Emeklilikte yaşa takılanlar internette sık sık "EYT son durum nedir?" , "EYT son dakika gelişmeleri" , "EYT çıkarsa nasıl emekli olurum?" sorularının cevabını araştırıyor. İşte, merak ettiğiniz “EYT çıkarsa emeklilik süresi nasıl etkilenecektir?” sorusunun cevabı.
EYT nedir?
Emeklilikte Yaşa Takılanlar ya da diğer bir ifade ile EYT, 1999 yılında emeklilik yaşını yükselten 4447 sayılı kanun ile ortaya çıkmıştır. 8 Eylül 1999 tarihine kadar emeklilik şartı, kadınlar için 20, erkekler için ise 25 yıl sigortalılık şartı ile birlikte 5000 prim günüydü. 8 Eylül 1999 tarihinde çıkartılan kanun ile emekli olabilmek için yaş şartı getirildi.

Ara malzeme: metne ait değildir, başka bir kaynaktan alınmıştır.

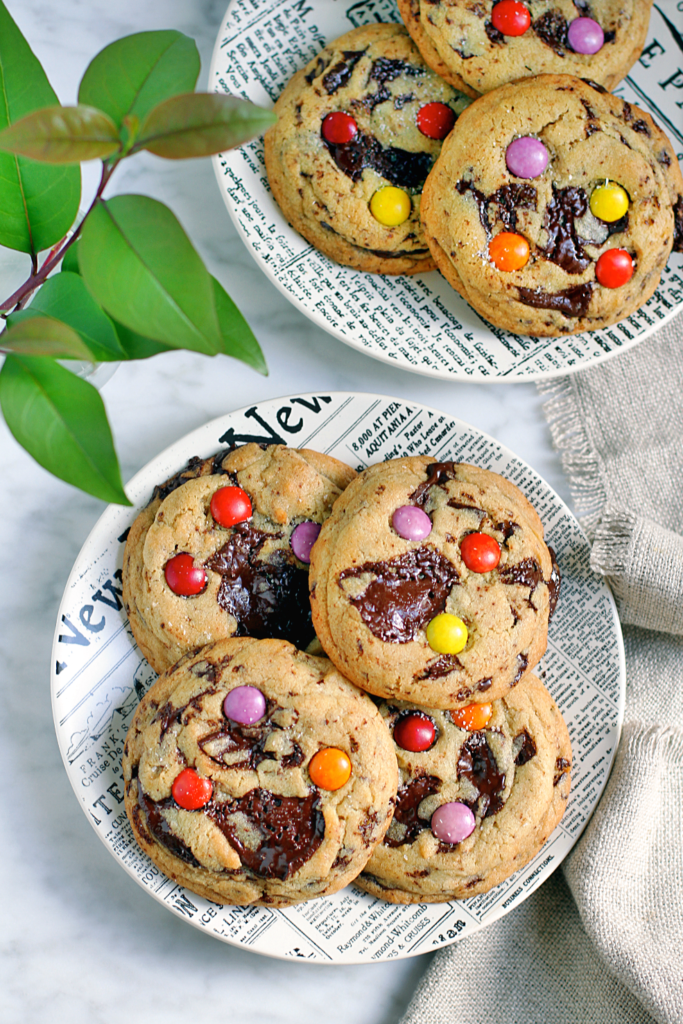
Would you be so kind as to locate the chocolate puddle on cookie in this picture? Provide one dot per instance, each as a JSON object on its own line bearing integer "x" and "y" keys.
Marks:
{"x": 406, "y": 594}
{"x": 274, "y": 836}
{"x": 267, "y": 598}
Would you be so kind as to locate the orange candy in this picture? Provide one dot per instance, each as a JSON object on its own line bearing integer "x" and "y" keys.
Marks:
{"x": 472, "y": 717}
{"x": 508, "y": 251}
{"x": 330, "y": 768}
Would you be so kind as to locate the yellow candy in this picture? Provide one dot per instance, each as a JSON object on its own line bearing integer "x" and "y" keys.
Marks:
{"x": 609, "y": 202}
{"x": 446, "y": 634}
{"x": 390, "y": 206}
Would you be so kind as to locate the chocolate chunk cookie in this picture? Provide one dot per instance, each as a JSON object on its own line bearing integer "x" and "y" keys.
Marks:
{"x": 358, "y": 130}
{"x": 564, "y": 221}
{"x": 222, "y": 549}
{"x": 431, "y": 583}
{"x": 478, "y": 46}
{"x": 255, "y": 773}
{"x": 477, "y": 803}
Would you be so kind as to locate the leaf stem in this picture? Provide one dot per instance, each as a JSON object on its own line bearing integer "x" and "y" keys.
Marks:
{"x": 39, "y": 275}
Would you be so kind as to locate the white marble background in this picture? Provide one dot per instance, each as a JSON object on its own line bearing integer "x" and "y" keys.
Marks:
{"x": 81, "y": 942}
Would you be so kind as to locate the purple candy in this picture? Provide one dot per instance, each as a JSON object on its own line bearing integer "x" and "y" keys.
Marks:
{"x": 245, "y": 705}
{"x": 303, "y": 539}
{"x": 526, "y": 157}
{"x": 411, "y": 522}
{"x": 453, "y": 822}
{"x": 585, "y": 36}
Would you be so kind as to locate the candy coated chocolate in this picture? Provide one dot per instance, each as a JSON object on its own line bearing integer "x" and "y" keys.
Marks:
{"x": 585, "y": 36}
{"x": 303, "y": 539}
{"x": 453, "y": 822}
{"x": 245, "y": 705}
{"x": 526, "y": 157}
{"x": 411, "y": 522}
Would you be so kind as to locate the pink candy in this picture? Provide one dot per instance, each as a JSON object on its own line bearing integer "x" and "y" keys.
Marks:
{"x": 585, "y": 36}
{"x": 245, "y": 705}
{"x": 453, "y": 822}
{"x": 526, "y": 157}
{"x": 411, "y": 522}
{"x": 303, "y": 539}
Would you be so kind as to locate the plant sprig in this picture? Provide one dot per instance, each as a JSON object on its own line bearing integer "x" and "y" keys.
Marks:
{"x": 130, "y": 283}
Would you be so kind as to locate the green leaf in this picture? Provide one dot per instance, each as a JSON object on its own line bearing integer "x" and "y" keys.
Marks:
{"x": 239, "y": 340}
{"x": 142, "y": 269}
{"x": 44, "y": 336}
{"x": 38, "y": 203}
{"x": 66, "y": 298}
{"x": 60, "y": 421}
{"x": 135, "y": 73}
{"x": 62, "y": 135}
{"x": 137, "y": 347}
{"x": 198, "y": 124}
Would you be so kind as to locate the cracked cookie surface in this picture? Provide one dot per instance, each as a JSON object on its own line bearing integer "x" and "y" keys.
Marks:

EYT çıkarsa emeklilik süresi nasıl etkilenecektir?
YT kanunun Meclis'te görüşülmesi ve Cumhurbaşkanı tarafından onaylanması durumunda 8 Eylül 1999 tarihinden önce sigortalı girişi bulunan kişileri kapsayacağı belirtiliyor. 1999'da yürürlüğe alınan 4447 sayılı Kanun ile emeklilik yaşı kadın sigortalılıklarda 58, erkek sigortalılarda ise 60 olarak belirlenmişti. Emeklilik için prim gün sayısı da 7 bine çıkartılmıştı. Bu yüzden de EYT kanunu çıkarsa 8 Eylül 1999 öncesinde işe başlayan sigortalılar, kanunun kapsamında bulunacak..
EYT çıkarsa ne zaman emekli olurum?
EYT kanunun çıkması durumunda kamuoyunda EYT'liler olarak isimlendirilen emeklilikte yaşa takılan 6 milyon vatandaş bulunduğu belirtiliyor. Bu doğrultuda da EYT kanunun çıkmasından sonra ne zaman emekli olurum sorusu da gündeme geliyor. Ancak her vatandaşın sigortalılık durumunun farklı olması ve yanı sıra 4A/4B/4C şeklinde farklı sigorta kolları için belirlenmiş olan emeklilik koşulları farklılık gösterdiğinden, bu emeklilik tarihlerinin zamana yayılacağı tahmin ediliyor. Ne olursa olsun 6 milyon vatandaşın aniden emekli olmasının devlet bütçesi için oluşturacağı ciddi yük dolayısı ile gerçekçi bir yaklaşımda bu sürecin aniden olmasının mümkün olmadığı görülüyor.